Timber also seems to offer a better inflation hedge than gold.
- Gold seems to me to be more of a hedge on political or economic instability than on higher inflation.
- Timber, once again, follows population and economic growth, has practical uses in construction and paper products, and isn’t prone to volatile cycles.
"Do Forest Assets Hedge Inflation?" by Courtland Washburn and Clark Binkley (Forest Science, August 1993), determined that timberland assets offer an excellent hedge on “higher-than-anticipated inflation.” This is backed up by timberland values surging an average of 22 percent a year during 1973 to 1981 when inflation averaged nine percent.
Why Now is a Good Time to Get into Timber Assets
This also seems to be a good time to get into timber assets. China, South Korea and Japan are all eager buyers of lumber and exports from the West Coast are booming.

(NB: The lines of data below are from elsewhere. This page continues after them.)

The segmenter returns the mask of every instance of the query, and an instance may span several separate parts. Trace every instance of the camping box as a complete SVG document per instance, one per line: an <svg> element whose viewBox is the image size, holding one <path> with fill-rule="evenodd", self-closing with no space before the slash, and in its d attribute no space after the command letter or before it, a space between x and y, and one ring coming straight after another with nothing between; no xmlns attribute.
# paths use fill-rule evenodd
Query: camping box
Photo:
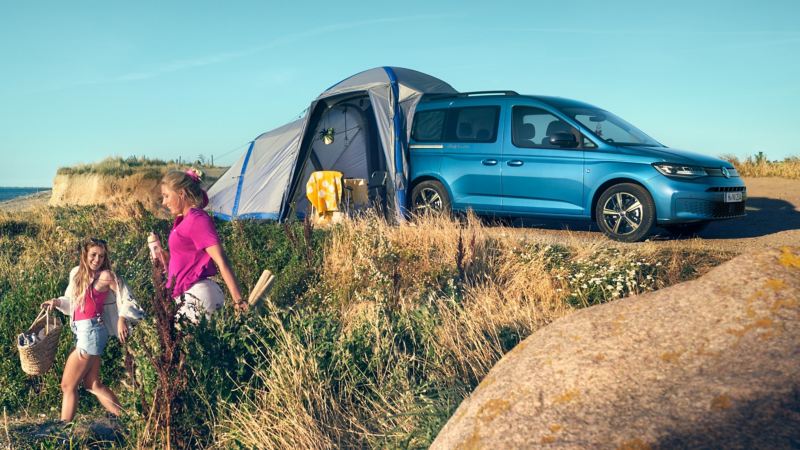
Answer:
<svg viewBox="0 0 800 450"><path fill-rule="evenodd" d="M363 178L345 178L343 194L342 204L346 210L357 211L369 205L367 180Z"/></svg>

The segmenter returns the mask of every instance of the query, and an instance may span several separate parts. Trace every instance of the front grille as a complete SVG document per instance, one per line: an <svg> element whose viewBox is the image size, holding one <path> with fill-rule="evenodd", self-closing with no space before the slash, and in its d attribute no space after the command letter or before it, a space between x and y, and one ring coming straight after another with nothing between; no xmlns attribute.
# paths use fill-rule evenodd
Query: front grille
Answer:
<svg viewBox="0 0 800 450"><path fill-rule="evenodd" d="M680 199L678 212L687 212L710 219L727 219L744 215L744 203L709 202L705 200Z"/></svg>
<svg viewBox="0 0 800 450"><path fill-rule="evenodd" d="M703 169L706 171L706 174L708 174L708 176L710 176L710 177L722 177L722 176L724 176L724 175L722 175L722 167L703 167ZM734 168L729 168L728 169L728 178L734 178L734 177L738 177L738 176L739 176L739 172L736 169L734 169Z"/></svg>
<svg viewBox="0 0 800 450"><path fill-rule="evenodd" d="M706 192L744 192L747 189L744 186L718 186L706 189Z"/></svg>

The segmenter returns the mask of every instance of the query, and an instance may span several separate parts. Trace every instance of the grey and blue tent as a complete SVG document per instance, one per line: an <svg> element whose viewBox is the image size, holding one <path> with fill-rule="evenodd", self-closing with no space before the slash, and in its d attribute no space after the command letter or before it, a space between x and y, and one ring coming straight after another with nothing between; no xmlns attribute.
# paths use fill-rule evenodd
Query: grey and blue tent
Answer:
<svg viewBox="0 0 800 450"><path fill-rule="evenodd" d="M387 211L400 218L417 104L424 94L454 93L438 78L401 67L346 78L311 102L302 118L250 142L209 189L209 207L226 220L302 216L311 173L336 170L349 178L383 180Z"/></svg>

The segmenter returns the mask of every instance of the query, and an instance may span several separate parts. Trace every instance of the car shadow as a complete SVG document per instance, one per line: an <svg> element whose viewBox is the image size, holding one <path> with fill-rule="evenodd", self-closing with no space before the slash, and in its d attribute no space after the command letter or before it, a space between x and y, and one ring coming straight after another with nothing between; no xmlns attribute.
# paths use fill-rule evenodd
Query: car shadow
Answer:
<svg viewBox="0 0 800 450"><path fill-rule="evenodd" d="M800 229L800 211L785 200L750 197L745 211L745 217L711 222L697 236L703 239L752 238Z"/></svg>
<svg viewBox="0 0 800 450"><path fill-rule="evenodd" d="M767 236L787 230L800 229L800 211L785 200L769 197L750 197L746 205L747 215L735 219L716 220L697 234L704 239L736 239ZM588 221L484 217L486 225L503 225L513 228L542 228L550 230L597 231L597 226ZM651 239L687 239L690 236L673 236L663 228L654 228Z"/></svg>

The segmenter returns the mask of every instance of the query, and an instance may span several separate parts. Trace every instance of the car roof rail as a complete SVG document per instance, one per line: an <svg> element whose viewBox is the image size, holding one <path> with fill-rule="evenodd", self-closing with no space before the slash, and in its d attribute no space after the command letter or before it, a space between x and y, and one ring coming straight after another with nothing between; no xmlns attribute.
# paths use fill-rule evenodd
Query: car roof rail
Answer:
<svg viewBox="0 0 800 450"><path fill-rule="evenodd" d="M473 91L473 92L459 92L459 97L473 97L480 95L519 95L516 91Z"/></svg>
<svg viewBox="0 0 800 450"><path fill-rule="evenodd" d="M455 94L425 94L426 100L441 100L444 98L455 98L455 97L480 97L480 96L489 96L489 95L507 95L507 96L516 96L519 95L516 91L473 91L473 92L457 92Z"/></svg>

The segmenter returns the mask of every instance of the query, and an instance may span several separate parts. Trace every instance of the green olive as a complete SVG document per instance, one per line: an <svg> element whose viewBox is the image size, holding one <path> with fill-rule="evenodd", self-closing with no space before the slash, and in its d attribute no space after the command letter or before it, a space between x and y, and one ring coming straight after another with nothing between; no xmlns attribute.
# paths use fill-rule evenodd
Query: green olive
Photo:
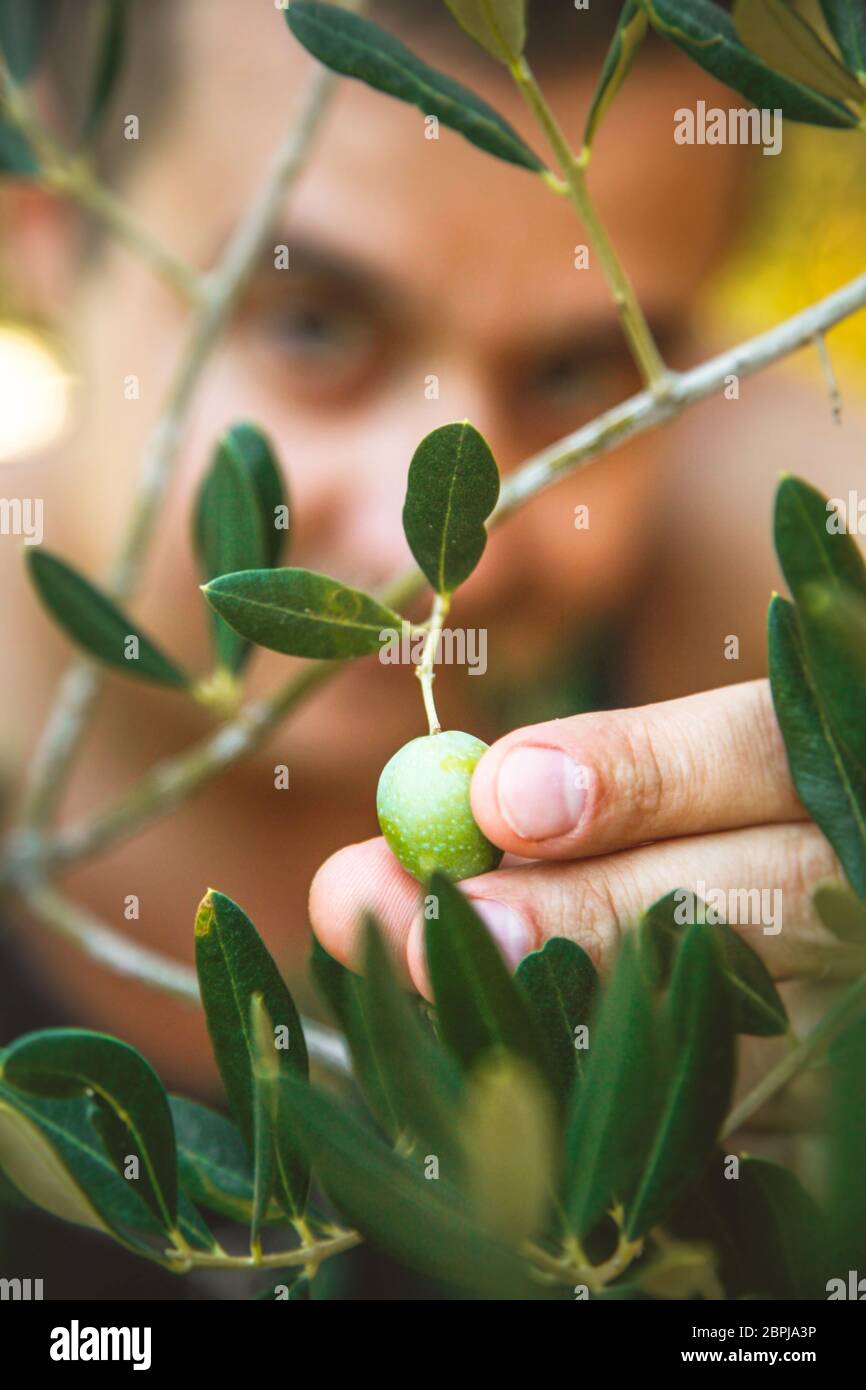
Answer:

Lumber prices were up 18 percent in 2010 and about 20 percent in the first quarter of 2011. No wonder institutional investors have poured over $30 billion into timberland investment management organizations (TIMOs), up from $1 billion in 1989.
So what are the options for individual investors considering taking some gains from any gold positions off the table and diversifying into the timber trade?
- There are stocks. For example, Plum Creek Timber (NYSE: PCL) is the largest private landowner in the United States owning timberland in 19 states. I like that its assets are highly diversified geographically and by type of trees; from redwood and spruce to oak and ash. A kicker is that the company has some natural gas and mineral assets that it’s developing as a side business. Plus, the stock sports a nice 4.2-percent dividend yield.
- For a broader global approach, there are ETFs, like Guggenheim Timber ETF (NYSE: CUT). CUT is a basket of companies in all aspects of the timber, lumber and paper business. U.S. stocks comprise just 30 percent of the companies in CUT. Japan makes up about 18 percent of the fund while large allocations also go to Canada (9.5 percent), Finland (9.2 percent) and Sweden (8.5 percent).
Timber is a great addition to any well-diversified portfolio and a proven hedge against higher inflation.